Dürtüsellik ise; soru sormadan yanıt verme, sıra beklemekte zorluk çekme, başkalarının konuşmalarını sık sık bölme gibi durumlarda kendini göstermektedir. Bu belirtiler birbirlerine karakterize olarak bulunmaktadır. Aynı zamanda birbirlerinden bağımsız olarak da görülebilir.
Hiperaktivite olmadan dikkat eksikliği, dikkat eksikliği olmadan hiperaktivite veya dürtüsellik olmadan dikkat eksikliği de görülebilmektedir. Bu belirtilerin bir kaçının çocuğumuzda bulunması kesin olarak DEHB tanısı almasına yetmemektedir.
Önemli olan nokta; bu belirtiler çocuğun hayatında zorlanmalara yol açıyorsa, sosyal hayatı ve akademik başarıyı kötü anlamda etkiliyorsa DEHB tanısı konulabilmektedir.
Aileye Öneriler
Dikkat Eksikliği ve Hiperaktivite Bozukluğu bir beceri değil performans sorunu olarak bilinmektedir. Çocuklarımız diğer çocukların yaptığı şeyleri yapabilir; sadece yöntem, yönlendirme ve pekiştirmeye daha çok ihtiyaç duyarlar.
Bu düzenlemeleri sistematik olarak uyguladığımızda başarıya zamanla daha çok yaklaştıkları görünmektedir. Ödevleriyle, davranışlarıyla ilgili çeşitli kurallar koyulmalı bu kuralların uygulanması istenmelidir. Bu süreçte çocuğumuzu motive edip davranış veya ödül tabloları kullanılmalıdır.
İstediğimiz veya yapılması gerekenleri puanlayarak yüksek puan aldığında sevilen bir şeyle ödüllendirilmelidir. Ödev antlaşmaları yaparak ödevleri yapması adına kendisini motive etmeli, istediği zamanlarda ödevini yapması fakat her gün elinden geldiğince dersin başına oturması istenmelidir.

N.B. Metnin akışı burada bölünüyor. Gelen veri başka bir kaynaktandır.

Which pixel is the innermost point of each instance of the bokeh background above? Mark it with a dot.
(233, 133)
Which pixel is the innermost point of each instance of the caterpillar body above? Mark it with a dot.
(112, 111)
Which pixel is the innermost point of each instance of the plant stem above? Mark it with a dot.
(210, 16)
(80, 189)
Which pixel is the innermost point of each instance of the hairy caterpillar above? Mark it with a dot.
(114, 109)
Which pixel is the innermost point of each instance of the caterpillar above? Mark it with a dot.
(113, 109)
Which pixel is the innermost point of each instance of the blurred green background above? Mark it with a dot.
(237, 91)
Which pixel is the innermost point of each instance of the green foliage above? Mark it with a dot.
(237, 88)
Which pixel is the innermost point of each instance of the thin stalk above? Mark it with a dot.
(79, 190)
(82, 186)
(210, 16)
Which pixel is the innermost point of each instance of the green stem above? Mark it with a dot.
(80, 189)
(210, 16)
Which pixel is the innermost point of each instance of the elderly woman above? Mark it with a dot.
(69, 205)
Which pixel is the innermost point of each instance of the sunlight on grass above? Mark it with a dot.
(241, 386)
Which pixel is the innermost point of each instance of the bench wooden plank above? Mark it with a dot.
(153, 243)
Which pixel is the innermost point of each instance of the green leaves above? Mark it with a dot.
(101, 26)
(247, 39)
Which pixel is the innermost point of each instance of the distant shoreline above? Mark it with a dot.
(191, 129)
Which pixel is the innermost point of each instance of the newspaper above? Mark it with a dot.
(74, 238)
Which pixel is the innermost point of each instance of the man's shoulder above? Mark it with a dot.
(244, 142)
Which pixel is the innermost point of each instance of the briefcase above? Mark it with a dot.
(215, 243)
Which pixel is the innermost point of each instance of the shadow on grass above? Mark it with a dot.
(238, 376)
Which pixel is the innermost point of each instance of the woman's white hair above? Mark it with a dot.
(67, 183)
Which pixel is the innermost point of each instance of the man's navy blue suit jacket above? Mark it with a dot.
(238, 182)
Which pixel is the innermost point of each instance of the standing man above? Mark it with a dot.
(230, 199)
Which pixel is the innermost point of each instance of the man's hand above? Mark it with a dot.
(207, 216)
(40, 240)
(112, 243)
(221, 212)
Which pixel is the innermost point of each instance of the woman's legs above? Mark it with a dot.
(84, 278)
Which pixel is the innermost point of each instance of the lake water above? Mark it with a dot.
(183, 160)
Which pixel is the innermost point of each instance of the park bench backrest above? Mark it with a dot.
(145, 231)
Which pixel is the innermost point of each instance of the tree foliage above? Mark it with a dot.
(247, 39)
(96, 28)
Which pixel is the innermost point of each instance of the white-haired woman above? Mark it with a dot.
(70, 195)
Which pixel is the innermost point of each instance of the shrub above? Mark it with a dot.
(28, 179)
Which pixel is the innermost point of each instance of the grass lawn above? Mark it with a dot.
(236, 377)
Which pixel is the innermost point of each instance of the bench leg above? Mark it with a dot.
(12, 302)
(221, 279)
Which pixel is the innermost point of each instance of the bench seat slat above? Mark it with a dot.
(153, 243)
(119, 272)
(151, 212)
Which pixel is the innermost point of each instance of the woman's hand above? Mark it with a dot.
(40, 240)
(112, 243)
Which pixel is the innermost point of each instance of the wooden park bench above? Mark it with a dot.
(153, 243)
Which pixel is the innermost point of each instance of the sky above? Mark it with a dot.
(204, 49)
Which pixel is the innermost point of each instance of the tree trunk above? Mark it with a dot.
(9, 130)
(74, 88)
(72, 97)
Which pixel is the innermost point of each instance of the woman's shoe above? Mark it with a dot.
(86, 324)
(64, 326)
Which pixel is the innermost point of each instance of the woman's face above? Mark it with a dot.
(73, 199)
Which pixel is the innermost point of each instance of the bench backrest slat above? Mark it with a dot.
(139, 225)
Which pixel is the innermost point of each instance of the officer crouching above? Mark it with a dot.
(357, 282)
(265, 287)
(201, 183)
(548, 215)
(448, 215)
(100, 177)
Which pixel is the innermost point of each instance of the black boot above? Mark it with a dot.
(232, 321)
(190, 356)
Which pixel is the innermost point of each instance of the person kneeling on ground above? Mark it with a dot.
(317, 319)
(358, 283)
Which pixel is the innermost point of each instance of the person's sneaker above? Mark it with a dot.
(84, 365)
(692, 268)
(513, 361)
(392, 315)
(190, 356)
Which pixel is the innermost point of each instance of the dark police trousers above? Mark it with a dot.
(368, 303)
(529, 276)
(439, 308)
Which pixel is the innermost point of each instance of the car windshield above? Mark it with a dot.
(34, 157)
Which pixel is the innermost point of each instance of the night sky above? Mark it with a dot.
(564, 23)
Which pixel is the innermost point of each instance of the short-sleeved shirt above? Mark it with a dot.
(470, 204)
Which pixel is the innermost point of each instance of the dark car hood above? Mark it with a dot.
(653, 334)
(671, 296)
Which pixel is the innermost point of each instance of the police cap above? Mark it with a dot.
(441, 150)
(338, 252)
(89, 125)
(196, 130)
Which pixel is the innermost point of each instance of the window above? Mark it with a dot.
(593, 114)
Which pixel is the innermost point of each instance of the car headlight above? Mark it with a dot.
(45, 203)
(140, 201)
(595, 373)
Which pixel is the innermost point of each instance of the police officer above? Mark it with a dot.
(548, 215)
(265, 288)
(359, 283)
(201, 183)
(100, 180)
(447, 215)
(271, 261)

Çünkü bu ders çalışma alışkanlığı kazanmak için süreklilik gerekmektedir.Omega-3 takviyesi de aynı zamanda dikkat eksikliği ve hiperaktivite için değerlendirilmesi gereken bir seçenektir. DHA ve EPA değerleri yüksek bir balık yağı bu süreçte DEHB tanısı almış çocuklarımıza yardımcı olacaktır.
Balık yağlarının az da olsa kanı sulandırma özelliği olduğu için mutlaka çocuk doktorunuza danışmalısınız. Çocuklarımızın fiziksel enerjilerini boşaltabileceği aktiviteleri çocuklarımız için yaptığımız planlamalara mutlaka eklemeliyiz . Özellikle masa tenisi hem fiziksel olarak enerji boşaltımını sağlar hem de dikkat ve odaklanmayı arttırır.
Dikkat eksikliği ve hiperaktivite bozukluğu ile yaşamak gerek çocuklar gerekse aileler adına zor bir durumdur. Fakat tedavisi olmayan veya atlatılamayacak bir durum değildir. Bu öneriler sizlere yardımcı olmak adına sunulmuştur.
Tüm bunları sistematik şekilde uyguladığınızı ve sonuç alamadığınızı düşünüyorsanız bir uzmandan yardım almanızı öneririm.